Emmanuel Macron se met au service de l’ancien premier secrétaire du PS avant la primaire socialiste. Il devient la cheville ouvrière du programme économique du candidat Hollande. Il fait le lien entre les économistes du groupe de La Rotonde (Philippe Aghion, Gilbert Cette, Elie Cohen, Jean Pisani-Ferry…) et de jeunes « technos » de Bercy et d’ailleurs. Tous saluent son sens de l’organisation et de la synthèse.
UN SOUVENIR PLUTÔT MITIGÉ
Tant de qualités ont leur revers : où est la vérité d’un être qui se met si bien à la place des autres ? « Il a des convictions. Mais il a aussi le sens de la réalité, du possible », observe le consultant Jean Kaspar, ancien secrétaire général de la CFDT. Il a laissé un souvenir plutôt mitigé au conseil de gérance de la Société des rédacteurs du Monde qu’il a aidé, gratuitement, à un moment délicat de la vie du journal, lors de sa recapitalisation.
L’homme est évidemment ambitieux. Sinon, il n’occuperait pas les fonctions qui sont les siennes et pour lesquelles il a divisé par dix sa rémunération.
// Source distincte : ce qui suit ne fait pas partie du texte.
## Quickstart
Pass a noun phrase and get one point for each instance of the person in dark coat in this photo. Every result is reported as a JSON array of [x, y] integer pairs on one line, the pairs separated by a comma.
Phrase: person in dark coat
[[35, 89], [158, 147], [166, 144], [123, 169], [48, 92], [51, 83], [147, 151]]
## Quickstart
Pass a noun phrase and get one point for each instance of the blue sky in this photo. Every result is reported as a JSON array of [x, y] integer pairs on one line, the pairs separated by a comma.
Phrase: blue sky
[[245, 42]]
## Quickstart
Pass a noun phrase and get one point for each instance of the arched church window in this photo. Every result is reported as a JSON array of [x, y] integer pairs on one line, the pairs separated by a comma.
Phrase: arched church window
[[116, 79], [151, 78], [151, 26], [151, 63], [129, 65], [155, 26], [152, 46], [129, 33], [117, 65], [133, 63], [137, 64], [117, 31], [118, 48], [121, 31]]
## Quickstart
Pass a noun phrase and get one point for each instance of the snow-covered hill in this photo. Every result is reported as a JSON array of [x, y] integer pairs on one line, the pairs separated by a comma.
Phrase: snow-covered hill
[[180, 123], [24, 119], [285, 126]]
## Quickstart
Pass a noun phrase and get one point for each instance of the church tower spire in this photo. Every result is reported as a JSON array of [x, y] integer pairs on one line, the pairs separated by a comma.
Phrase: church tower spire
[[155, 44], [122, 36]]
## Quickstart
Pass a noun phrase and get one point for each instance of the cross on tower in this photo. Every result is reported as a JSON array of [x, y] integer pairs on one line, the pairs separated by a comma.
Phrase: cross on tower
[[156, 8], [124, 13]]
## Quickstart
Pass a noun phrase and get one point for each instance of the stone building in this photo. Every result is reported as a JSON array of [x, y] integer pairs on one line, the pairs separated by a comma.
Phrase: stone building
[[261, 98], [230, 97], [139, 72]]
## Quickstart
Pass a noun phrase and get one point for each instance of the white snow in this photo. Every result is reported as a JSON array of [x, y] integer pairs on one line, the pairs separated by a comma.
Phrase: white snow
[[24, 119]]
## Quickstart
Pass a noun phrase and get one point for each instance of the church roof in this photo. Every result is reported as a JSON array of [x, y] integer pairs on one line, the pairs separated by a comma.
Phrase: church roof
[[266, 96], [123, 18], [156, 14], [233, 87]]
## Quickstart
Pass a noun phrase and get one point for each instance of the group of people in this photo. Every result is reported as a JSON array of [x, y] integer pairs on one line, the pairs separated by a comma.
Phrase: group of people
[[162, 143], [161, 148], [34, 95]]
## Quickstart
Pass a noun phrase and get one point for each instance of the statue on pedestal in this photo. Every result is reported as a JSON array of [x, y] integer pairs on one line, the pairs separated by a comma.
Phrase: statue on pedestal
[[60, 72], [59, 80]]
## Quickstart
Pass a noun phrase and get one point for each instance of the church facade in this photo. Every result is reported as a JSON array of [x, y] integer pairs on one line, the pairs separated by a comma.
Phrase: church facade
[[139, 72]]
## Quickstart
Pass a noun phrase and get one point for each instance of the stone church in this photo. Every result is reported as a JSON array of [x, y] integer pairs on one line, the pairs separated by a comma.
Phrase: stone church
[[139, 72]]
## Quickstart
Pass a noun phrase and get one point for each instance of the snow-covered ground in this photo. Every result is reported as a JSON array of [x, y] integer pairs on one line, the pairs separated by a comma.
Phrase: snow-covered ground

Sa souplesse peut-elle se transformer en duplicité ? Libération a raconté qu’il était allé à Londres, avant la présidentielle, pour rencontrer des expatriés français et minimiser la portée de la taxe à 75 % sur les très hauts revenus, qu’il lui faut bien défendre aujourd’hui. La trouvaille d’Aquilino Morelle, autre conseiller de François Hollande, n’est pas sa tasse de thé. « C’est Cuba sans le soleil », a-t-il écrit à François Hollande.
Il sait donc être impertinent. Le chef de l’Etat ne lui en a pas tenu rigueur. Propulsé en pleine lumière, le benjamin de l’Elysée aimerait retrouver un peu d’ombre. Conscient que sa présence dans les médias agace et peut momentanément desservir ses grandes ambitions.